Merhaba sevgili takipçilerim...Farkına varanların olduğu gibi ben, Dünya Edebiyatı eserlerini sizler için incelerken daha çok Türk insanını ilgilendiren,bizden esintiler bulunduran anlatılara değinmeyi tercih ediyor,bu eserleri tahlil ediyorum.Tahlilde geç kaldığım bir eseri Doğu Ekspress'inde Cinayet romanını anlatıyorum bu kez.Avrupa'nın gizemli Doğu'ya açılış yeri olan İstanbul'da başlıyor hikaye.Kimliklerin sonradan açığa çıktığı bir polisiye.Her milletten onlarca insan bir vagonda işlenmiş katili belli olmayan ama arkasında derin esrarlar barındıran bir cinayeti çözümlemeye çalışıyor.
Bay Poriot'a İstanbul Paris arası geçen bu kısa 24 saatte cinayeti çözme görevi veriliyor.
Bay Poriot'un cinayeti çözüme kavuşup kavuşturmadığını söylemeden önce gelin romanın nasıl kaleme alındığına değinelim.

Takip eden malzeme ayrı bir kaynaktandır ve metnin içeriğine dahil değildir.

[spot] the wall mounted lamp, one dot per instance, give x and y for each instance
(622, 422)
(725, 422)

Her sanatçı sanatında kendinden izler taşır.Elbette bu Agatha içinde geçerli.Agatha kimseye haber vermeden ömrünün son günlerinde İstanbul Pera Palas'a gelmiştir.Bugün kaldığı oda hala sergilenmektedir.Dileyen ziyaret edebilir.Agatha'nın İstanbul'da kaldığı 11 günde bu romanı kaleme alındığı bilinmektedir, garip olan ise bu dönüşten kısa bir süre sonra Agatha'nın kendisinin gizemli bir şekilde intihar etmiş halde bulmamızdır.Cinayet mi intihar mı? Gelin Türkiye'nin de karıştığı bu gizeme siz karar verin.